La magia como oficio en Witch Hat Atelier
En Witch Hat Atelier, la protagonista Coco es una niña que descubre que la magia no es un don innato, sino una habilidad que se puede aprender mediante el dibujo y el estudio. A diferencia de las historias tradicionales donde el héroe es elegido para derrotar a un mal supremo, Coco ingresa a la fantasía impulsada por la curiosidad.
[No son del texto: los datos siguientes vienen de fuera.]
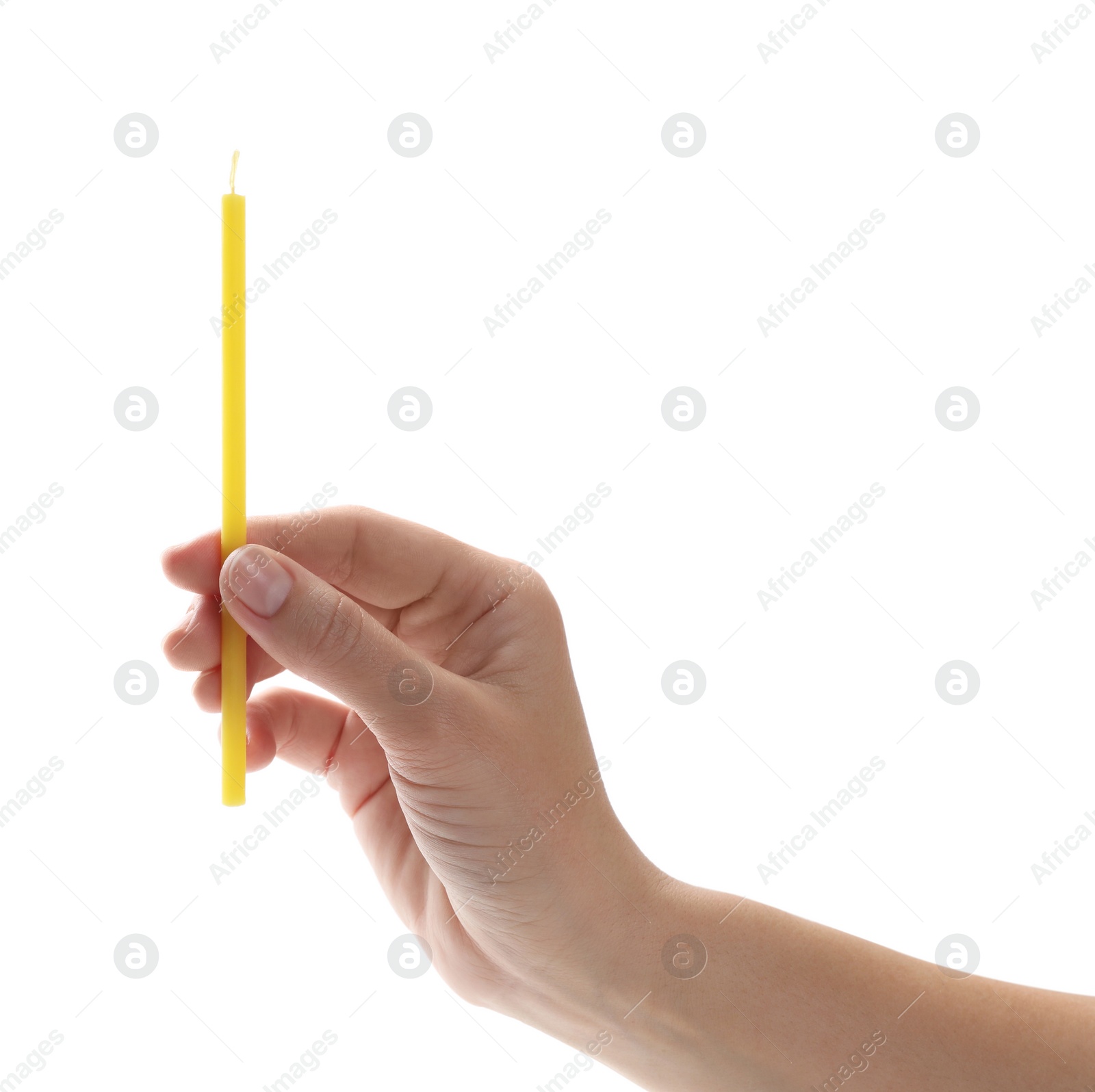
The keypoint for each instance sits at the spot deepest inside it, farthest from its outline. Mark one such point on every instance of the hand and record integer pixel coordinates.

La magia se presenta como un lenguaje, una técnica y una responsabilidad: cada trazo tiene consecuencias, y cada descubrimiento puede abrir puertas o causar daños irreparables. La serie no deslumbra solo por sus brujas y sombreros, sino por su enfoque filosófico sobre el conocimiento y sus límites.
Frieren: la melancolía después de la victoria
Frieren: Beyond Journey's End ofrece una perspectiva única: la gran aventura ya terminó, el Rey Demonio fue derrotado y el mundo está en paz. La protagonista, una elfa maga llamada Frieren, enfrenta el paso del tiempo desde una óptica inmortal. Mientras sus compañeros humanos envejecen y mueren, ella permanece igual, y solo tras perderlos comprende lo poco que los conoció. La serie transforma la fantasía en una reflexión sobre la memoria y el duelo. Los hechizos importan, pero más importantes son las pequeñas huellas dejadas por otros: una frase, una costumbre, una comida. Frieren nos recuerda que el viaje no busca gloria, sino entender qué significa acompañar a alguien cuando su vida es un instante frente a la propia.
Dungeon Meshi: cocinar en la mazmorra
Dungeon Meshi parte de una premisa aparentemente cómica: un grupo de aventureros entra a una mazmorra para rescatar a una compañera, pero al quedarse sin recursos, decide alimentarse de los monstruos que encuentran. Lo que comienza como comedia culinaria se convierte en una exploración ecológica del mundo fantástico. La mazmorra no es solo un escenario de batallas, sino un ecosistema donde los monstruos tienen cuerpos, comportamientos y sabores. La comida vuelve cotidiano lo fantástico: un slime, un basilisco o un dragón no son solo amenazas, sino ingredientes. La serie propone una épica doméstica: seguir caminando porque alguien debe cocinar, comer y cuidar al grupo.
El abuelo espiritual: Mushishi
Si buscamos el origen de esta fantasía contemplativa, es inevitable mencionar Mushishi. El protagonista, Ginko, no empuña armas legendarias ni lidera ejércitos; viaja como un errante, investigando a los mushi, formas de vida primigenias que alteran la vida humana sin malicia. En lugar de enfrentamientos épicos, Mushishi propone la coexistencia y el respeto por lo desconocido. La magia aquí es un fenómeno natural, tan silencioso como el clima. Al igual que en las series actuales, la verdadera aventura radica en detenerse a observar y aceptar que el mundo es más vasto y misterioso de lo que creemos.
Una fantasía menos ruidosa
Estas historias no niegan la tradición del género. Witch Hat Atelier, Frieren y Dungeon Meshi existen gracias a décadas de fantasía poblada por brujas, elfos, dragones y mazmorras. Sin embargo, su enfoque es más humano: Coco desea aprender, Frieren intenta comprender lo que perdió, y los aventureros de Dungeon Meshi descubren que sobrevivir también implica sentarse a comer juntos. La magia no desaparece, se vuelve más íntima. El verdadero giro del anime fantástico reciente es que la aventura ya no consiste solo en salvarlo todo. A veces, la fantasía empieza cuando alguien mira una página en blanco, recuerda a un amigo muerto o comparte un plato caliente en medio de la oscuridad.